Wednesday, March 5, 2014

A Lenten Geography, 2014

Although it has become a message for every age, Jesus’ ministry happened in a specific place and time. As I have walked the streets of Jerusalem, sailed on the Sea of Galilee and traveled the winding roads down to the Jordan, I remember that Jesus walked the same dusty roads and climbed the same dry hills—the land between the Jordan River and the Mediterranean Sea that the Romans called Judaea and later renamed Palestine. Today we call it Palestine or Israel or sometimes even Israel/Palestine, revealing our own confusion and ambivalence about this land.

In the time of Jesus, the land which was the Roman province of Iudaea or Judaea was the scene of war and violence, bloodshed, torture and displacement. The Roman occupation meant onerous taxes for the Judean peasants; when they objected, their protests were put down violently, with all the protesters killed or crucified and entire towns burned to the ground. Finally the Roman Emperor Hadrian defeated the Judeans for the last time in the third rebellion in 135 CE. By renaming the land Syria Palaestina (and renaming Jerusalem Aelia Capitolina) he hoped to wipe out all trace of the Judeans. Rome brought foreigners to colonize the area.

When Jesus walked these roads, the land was under occupation—the Roman Emperor and his army, his governors and procurators controlled the land and the lives of everyone who lived on the land. The Judeans disputed Rome's control of their lives and their land. Today ownership of the land is once again disputed and the land which was to have become a Palestinian state is under armed occupation.
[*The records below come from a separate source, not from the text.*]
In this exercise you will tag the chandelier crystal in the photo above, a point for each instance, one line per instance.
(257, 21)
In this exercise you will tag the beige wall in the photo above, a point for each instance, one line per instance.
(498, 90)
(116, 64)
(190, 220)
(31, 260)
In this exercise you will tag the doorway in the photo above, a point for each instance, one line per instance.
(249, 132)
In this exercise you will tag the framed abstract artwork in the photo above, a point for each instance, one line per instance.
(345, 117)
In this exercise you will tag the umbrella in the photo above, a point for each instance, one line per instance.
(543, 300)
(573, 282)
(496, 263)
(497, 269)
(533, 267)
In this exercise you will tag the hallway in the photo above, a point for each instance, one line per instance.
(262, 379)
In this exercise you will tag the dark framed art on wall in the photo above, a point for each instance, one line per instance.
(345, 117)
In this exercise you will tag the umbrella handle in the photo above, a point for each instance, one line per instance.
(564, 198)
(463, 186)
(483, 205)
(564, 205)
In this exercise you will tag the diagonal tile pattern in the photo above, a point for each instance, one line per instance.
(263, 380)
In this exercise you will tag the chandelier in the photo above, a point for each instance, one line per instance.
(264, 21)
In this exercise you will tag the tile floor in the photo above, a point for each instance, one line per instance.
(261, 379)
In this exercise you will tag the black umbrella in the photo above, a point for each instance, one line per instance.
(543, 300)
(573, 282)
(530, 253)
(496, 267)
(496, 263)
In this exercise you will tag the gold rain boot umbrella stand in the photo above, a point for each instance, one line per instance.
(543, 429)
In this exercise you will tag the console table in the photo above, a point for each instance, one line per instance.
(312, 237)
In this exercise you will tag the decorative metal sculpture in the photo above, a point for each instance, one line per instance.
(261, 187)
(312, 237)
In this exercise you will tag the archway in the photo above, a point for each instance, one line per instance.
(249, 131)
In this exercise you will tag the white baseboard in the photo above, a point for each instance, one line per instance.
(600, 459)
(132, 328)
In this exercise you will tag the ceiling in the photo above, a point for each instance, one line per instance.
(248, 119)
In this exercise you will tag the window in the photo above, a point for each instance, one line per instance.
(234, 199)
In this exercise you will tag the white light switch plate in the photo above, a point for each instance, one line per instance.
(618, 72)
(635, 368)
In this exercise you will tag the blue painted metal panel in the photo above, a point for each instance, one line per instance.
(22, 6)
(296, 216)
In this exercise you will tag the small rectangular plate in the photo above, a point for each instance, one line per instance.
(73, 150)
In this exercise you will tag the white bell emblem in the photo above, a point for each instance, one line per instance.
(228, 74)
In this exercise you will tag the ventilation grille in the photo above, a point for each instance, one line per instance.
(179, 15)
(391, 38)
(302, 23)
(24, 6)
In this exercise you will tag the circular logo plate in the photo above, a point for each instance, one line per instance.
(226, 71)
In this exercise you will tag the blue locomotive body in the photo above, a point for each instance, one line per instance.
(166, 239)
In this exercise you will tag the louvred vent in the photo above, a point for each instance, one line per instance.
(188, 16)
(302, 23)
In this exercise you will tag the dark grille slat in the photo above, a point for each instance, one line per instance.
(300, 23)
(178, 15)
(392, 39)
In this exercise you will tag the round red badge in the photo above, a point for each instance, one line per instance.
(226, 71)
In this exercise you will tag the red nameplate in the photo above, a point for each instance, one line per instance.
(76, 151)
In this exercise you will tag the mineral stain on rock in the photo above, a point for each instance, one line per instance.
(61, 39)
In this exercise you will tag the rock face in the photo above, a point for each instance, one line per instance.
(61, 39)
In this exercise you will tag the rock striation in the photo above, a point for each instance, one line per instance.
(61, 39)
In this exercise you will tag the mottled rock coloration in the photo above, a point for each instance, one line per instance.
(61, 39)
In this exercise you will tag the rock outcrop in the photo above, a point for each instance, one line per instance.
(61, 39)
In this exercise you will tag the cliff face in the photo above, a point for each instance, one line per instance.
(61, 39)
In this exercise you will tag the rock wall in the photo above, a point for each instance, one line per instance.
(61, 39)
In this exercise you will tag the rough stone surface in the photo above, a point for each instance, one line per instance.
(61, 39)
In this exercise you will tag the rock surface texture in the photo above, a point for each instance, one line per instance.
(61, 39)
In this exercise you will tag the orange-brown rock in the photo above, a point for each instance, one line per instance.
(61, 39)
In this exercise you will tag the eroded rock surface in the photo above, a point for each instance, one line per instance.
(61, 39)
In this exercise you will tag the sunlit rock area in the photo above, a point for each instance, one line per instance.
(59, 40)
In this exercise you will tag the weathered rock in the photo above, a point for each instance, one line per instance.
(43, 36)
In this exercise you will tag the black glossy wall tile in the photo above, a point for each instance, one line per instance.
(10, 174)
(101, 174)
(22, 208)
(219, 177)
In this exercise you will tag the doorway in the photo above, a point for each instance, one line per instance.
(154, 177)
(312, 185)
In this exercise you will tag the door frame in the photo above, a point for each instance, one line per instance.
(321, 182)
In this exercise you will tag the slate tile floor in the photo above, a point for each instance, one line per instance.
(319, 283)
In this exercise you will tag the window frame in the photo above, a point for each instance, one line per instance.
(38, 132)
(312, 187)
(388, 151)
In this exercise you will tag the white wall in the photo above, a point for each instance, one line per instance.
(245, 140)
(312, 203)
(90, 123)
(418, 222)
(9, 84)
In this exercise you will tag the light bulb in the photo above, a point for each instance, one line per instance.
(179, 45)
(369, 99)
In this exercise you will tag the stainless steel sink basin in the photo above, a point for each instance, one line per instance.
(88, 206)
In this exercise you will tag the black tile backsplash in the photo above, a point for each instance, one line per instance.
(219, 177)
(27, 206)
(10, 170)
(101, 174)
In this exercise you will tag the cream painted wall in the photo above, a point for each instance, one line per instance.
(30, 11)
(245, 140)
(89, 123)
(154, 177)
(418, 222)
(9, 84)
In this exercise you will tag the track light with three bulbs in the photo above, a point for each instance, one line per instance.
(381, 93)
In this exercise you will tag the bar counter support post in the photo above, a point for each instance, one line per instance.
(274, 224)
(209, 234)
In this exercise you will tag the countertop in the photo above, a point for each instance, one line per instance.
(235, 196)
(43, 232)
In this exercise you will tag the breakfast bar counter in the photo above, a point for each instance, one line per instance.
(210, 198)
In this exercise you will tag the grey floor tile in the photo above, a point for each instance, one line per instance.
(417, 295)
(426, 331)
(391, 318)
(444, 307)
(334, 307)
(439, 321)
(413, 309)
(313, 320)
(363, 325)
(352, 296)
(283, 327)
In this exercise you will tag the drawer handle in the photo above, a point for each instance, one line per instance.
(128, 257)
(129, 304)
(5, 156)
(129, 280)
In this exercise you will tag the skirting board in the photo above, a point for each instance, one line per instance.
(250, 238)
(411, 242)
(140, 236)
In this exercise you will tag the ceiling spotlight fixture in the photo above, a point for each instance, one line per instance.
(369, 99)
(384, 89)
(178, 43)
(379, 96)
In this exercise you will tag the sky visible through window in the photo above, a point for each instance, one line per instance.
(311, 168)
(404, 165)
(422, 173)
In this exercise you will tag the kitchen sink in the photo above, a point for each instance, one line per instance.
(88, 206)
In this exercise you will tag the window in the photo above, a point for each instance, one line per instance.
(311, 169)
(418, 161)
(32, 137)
The gospel writers make us acutely aware of the role of the Roman Empire in the lives of even the most ordinary people in first century Palestine. In Luke’s account, the story of Jesus’ birth opens as Mary and Joseph make their way from Nazareth to Bethlehem for the mandatory counting—required by the Empire for all of the occupied people. The Empire wants to determine the value of that which it possesses. Matthew’s account, too, is specific about Jesus’ birthplace: “in Bethlehem of Judea.” (Matt 2.1).

Jesus was born, not only in a specific place, but in a specific time, with a specific relationship to what was going on in the world. And so it is today. The land of Palestine/Israel is a specific geography and the story of the passion, of God coming to live among us, of God’s work in the world, is ongoing.

Where is God at work today among the people of Palestine and Judea?

The stories of the “living stones,” the people of this holy land, show us God’s work. Each time I visit the Holy Land, the people I meet beg me to tell their stories. They speak with confidence that if the world knew what was happening, their lives would change and the occupation would end. There is a growing movement among Jews within Israel that would end the occupation because of the way the system of checkpoints and walls and permits for Palestinians has damaged the humanity of the Jews themselves.